The angle of elevation of the top of a tower from a point A due north of it is $$\alpha$$ and from a point B at a distance of 9 units due west of A is $$\cos^{-1}\left(\frac{3}{\sqrt{13}}\right)$$. If the distance of the point B from the tower is 15 units, then $$\cot\alpha$$ is equal to

Let the base of the tower be at point $$T$$ and its height be $$h$$. Point $$A$$ is due north of the tower, and point $$B$$ is 9 units due west of $$A$$.

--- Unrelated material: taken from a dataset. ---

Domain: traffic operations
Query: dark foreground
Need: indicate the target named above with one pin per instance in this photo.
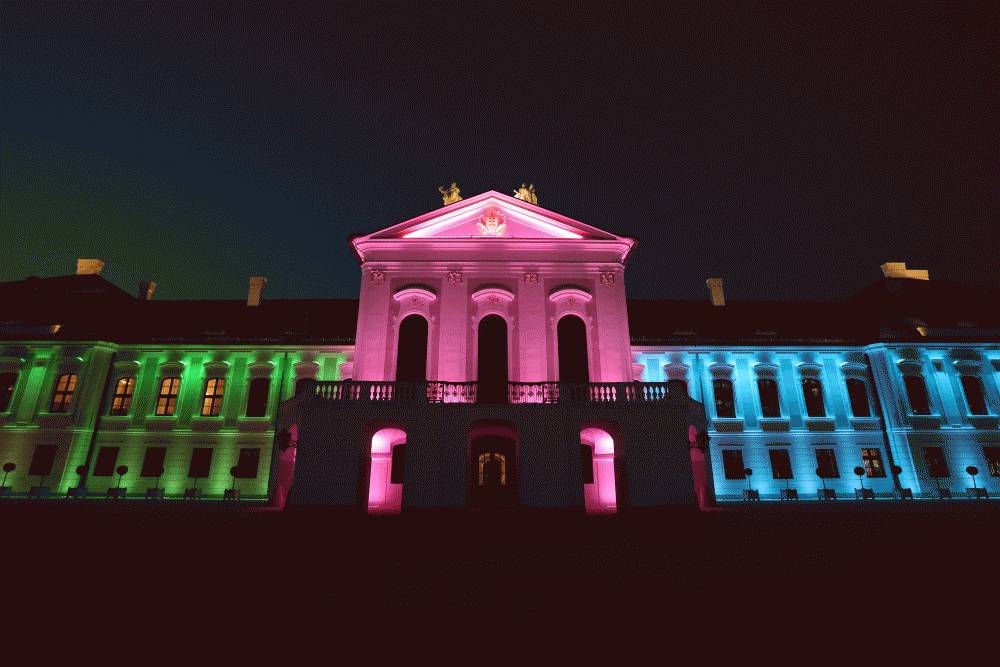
(877, 563)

We place $$T$$ at the origin. Since $$A$$ is due north of $$T$$, let the distance $$TA = d$$. Since $$B$$ is 9 units due west of $$A$$, the distance $$TB = \sqrt{d^2 + 81}$$.

We are given that the distance from $$B$$ to the tower (i.e., $$TB$$) is 15 units. So $$\sqrt{d^2 + 81} = 15$$, giving $$d^2 + 81 = 225$$, hence $$d^2 = 144$$ and $$d = 12$$.

Now, the angle of elevation from $$B$$ is $$\beta = \cos^{-1}\!\left(\dfrac{3}{\sqrt{13}}\right)$$. We have $$\cos\beta = \dfrac{3}{\sqrt{13}}$$, so $$\sin\beta = \dfrac{2}{\sqrt{13}}$$ and $$\tan\beta = \dfrac{2}{3}$$.

Since $$\tan\beta = \dfrac{h}{TB} = \dfrac{h}{15}$$, we get $$h = 15 \times \dfrac{2}{3} = 10$$.

The angle of elevation from $$A$$ is $$\alpha$$, with $$\tan\alpha = \dfrac{h}{d} = \dfrac{10}{12} = \dfrac{5}{6}$$.

Hence $$\cot\alpha = \dfrac{1}{\tan\alpha} = \dfrac{6}{5}$$.

Hence, the correct answer is Option A.